I use Unix Pass connected over Tailscale to a git server I host myself. The interface options for various devices are a bit clunky, but it basically “just works” outside of that.
Edit: I used to use KeePass and syncthing, which I think is probably the best (balance of simple and effective) combo for most users.

I daily drive linux, but I don’t work in a field that involves computers much if at all. I’ve always tinkered with whatever OS I had installed. It was OS 9 then OSX and macOS as a kid. Then windows once I had my own computers, and now Linux. I jumped the windows ship “relatively” early. As in a good bit before copilot and such, still definitely “recent” on a broader scale. I’ve been on Linux for over a year full time.
I’m now looking into helping other people around me adopt Linux and just FOSS in general. A friend and I have talked about opening a tech repair shop that also offers custom system/home/network builds. Would love to see more Linux being used in local businesses.

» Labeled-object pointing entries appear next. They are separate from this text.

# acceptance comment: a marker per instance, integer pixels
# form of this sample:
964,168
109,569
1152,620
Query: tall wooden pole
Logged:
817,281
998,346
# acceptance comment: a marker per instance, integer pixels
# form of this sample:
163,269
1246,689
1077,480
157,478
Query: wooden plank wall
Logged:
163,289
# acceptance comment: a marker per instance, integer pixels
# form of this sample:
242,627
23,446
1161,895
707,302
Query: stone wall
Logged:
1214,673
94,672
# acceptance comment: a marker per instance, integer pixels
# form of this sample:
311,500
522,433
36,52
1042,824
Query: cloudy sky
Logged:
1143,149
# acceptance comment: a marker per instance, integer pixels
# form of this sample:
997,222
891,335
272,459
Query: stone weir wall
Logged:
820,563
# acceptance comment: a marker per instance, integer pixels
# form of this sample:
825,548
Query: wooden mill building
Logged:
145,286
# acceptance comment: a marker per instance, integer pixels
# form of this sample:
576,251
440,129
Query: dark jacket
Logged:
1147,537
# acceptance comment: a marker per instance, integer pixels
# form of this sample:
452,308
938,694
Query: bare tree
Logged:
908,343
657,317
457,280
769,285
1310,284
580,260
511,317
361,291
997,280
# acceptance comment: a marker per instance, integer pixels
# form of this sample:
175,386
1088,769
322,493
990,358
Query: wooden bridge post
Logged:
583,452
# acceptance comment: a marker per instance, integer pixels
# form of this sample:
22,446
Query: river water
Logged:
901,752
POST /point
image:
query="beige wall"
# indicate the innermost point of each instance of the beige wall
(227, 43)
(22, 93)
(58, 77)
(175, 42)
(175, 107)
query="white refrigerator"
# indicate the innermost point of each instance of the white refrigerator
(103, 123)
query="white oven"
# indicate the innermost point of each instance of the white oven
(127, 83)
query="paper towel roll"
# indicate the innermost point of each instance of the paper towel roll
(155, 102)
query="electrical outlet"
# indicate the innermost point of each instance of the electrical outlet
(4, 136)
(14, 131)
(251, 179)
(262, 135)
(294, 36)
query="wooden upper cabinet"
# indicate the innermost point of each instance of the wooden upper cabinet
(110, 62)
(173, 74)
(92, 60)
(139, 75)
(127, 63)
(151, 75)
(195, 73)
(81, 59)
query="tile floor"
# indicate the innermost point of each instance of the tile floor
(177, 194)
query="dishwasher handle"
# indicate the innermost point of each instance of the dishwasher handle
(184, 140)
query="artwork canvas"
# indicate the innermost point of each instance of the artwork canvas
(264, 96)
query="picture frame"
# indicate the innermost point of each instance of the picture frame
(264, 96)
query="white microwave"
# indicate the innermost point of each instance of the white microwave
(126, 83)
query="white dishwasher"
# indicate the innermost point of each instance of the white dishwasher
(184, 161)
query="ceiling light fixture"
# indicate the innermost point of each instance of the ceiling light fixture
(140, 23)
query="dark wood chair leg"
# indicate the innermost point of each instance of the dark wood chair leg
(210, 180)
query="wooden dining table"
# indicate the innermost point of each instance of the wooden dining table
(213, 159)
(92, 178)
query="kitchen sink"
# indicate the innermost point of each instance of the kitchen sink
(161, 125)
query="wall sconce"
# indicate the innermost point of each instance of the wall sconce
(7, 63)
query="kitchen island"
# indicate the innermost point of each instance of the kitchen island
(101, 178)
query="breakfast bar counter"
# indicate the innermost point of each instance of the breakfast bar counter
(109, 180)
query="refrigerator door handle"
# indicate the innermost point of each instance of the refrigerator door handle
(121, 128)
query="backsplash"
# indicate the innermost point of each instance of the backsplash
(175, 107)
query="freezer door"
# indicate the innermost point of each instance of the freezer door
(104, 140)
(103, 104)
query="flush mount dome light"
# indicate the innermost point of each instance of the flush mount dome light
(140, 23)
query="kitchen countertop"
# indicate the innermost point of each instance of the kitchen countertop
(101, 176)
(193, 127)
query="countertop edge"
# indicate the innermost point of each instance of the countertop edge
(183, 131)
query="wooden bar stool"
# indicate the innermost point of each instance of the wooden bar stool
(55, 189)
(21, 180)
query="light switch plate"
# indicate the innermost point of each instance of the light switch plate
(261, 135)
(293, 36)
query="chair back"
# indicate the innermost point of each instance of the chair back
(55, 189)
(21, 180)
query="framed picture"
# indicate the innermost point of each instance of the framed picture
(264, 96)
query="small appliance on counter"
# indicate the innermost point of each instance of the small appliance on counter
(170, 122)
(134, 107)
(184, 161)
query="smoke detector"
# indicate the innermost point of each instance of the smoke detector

I find Linux reacts better to my tinkering. Or at the very least gives me an actual error message to work with when I tinker to close to the sun. I dove right in with the Arch minimal installer, and built my system from the command line. Inevitably my first install had some jank, so I’m trying to make a more refined version in NixOS to see if I like the paradigm shift.
I’ll also toss in that it was actually Syncthing that got me into Linux and also inspired trying NixOS. I got very fed up with the clunky options for running Syncthing on windows. That among other reasons sent me to Linux, and once I started learning more the idea of using Syncthing to manage NixOS configs across all my machines started to bounce around my mind. Syncthing already kind of gives this feeling that all my devices are just one big distributed file system. Carrying that over to the actual OS completes the process of making it a completely distributed single system, simply with different interfaces for accessing it.